Kipling on editing

This leads me to the Higher Editing. Take of well-ground Indian Ink as much as suffices and a camel-hair brush proportionate to the inter-spaces of your lines. In an auspicious hour, read your final draft and consider faithfully every paragraph, sentence and word, blacking out where requisite. Let it lie by to drain as long as possible. At the end of that time, re-read and you should find that it will bear a second shortening. Finally, read it aloud alone and at leisure. Maybe a shade more brushwork will then indicate or impose itself. If not, praise Allah and let it go, and ‘when thou hast done, repent not.’ The shorter the tale, the longer the brushwork and, normally, the shorter the lie-by, and vice versa. The longer the tale, the less brush but the longer lie-by. I have had tales by me for three or five years which shortened themselves almost yearly. The magic lies in the Brush and the Ink. For the Pen, when it is writing, can only scratch; and bottled ink is not to compare with the ground Chinese stick. Experto crede.

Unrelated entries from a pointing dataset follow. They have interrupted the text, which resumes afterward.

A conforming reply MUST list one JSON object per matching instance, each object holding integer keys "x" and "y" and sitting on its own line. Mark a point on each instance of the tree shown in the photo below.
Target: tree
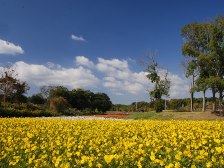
{"x": 162, "y": 84}
{"x": 197, "y": 48}
{"x": 37, "y": 99}
{"x": 59, "y": 91}
{"x": 11, "y": 88}
{"x": 81, "y": 99}
{"x": 101, "y": 102}
{"x": 204, "y": 44}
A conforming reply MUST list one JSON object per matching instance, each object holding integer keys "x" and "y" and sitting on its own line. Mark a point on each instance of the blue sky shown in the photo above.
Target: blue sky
{"x": 96, "y": 45}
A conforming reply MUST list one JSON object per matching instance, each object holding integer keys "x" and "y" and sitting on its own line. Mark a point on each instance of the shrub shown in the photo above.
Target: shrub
{"x": 159, "y": 106}
{"x": 58, "y": 104}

—Rudyard Kipling, Something of Myself

I have read a lot of advice to writers in my time, some of which is pretty widely applicable, some narrowly applicable, some scarcely applicable at all, and some of which I would urge anyone to erase from their brains if they value their sanity. This advice of Kipling’s is one of the few things I can recommend to anyone. Except for one caveat: The ground Chinese stick is not recommended if you write on any kind of electronic device. Real proper India ink is so difficult to wipe off the screen.

Comments

  1. Long-time favorite advice – lovely to find it here so I could share it with a friend. And your addendum is excellent also. Thank you!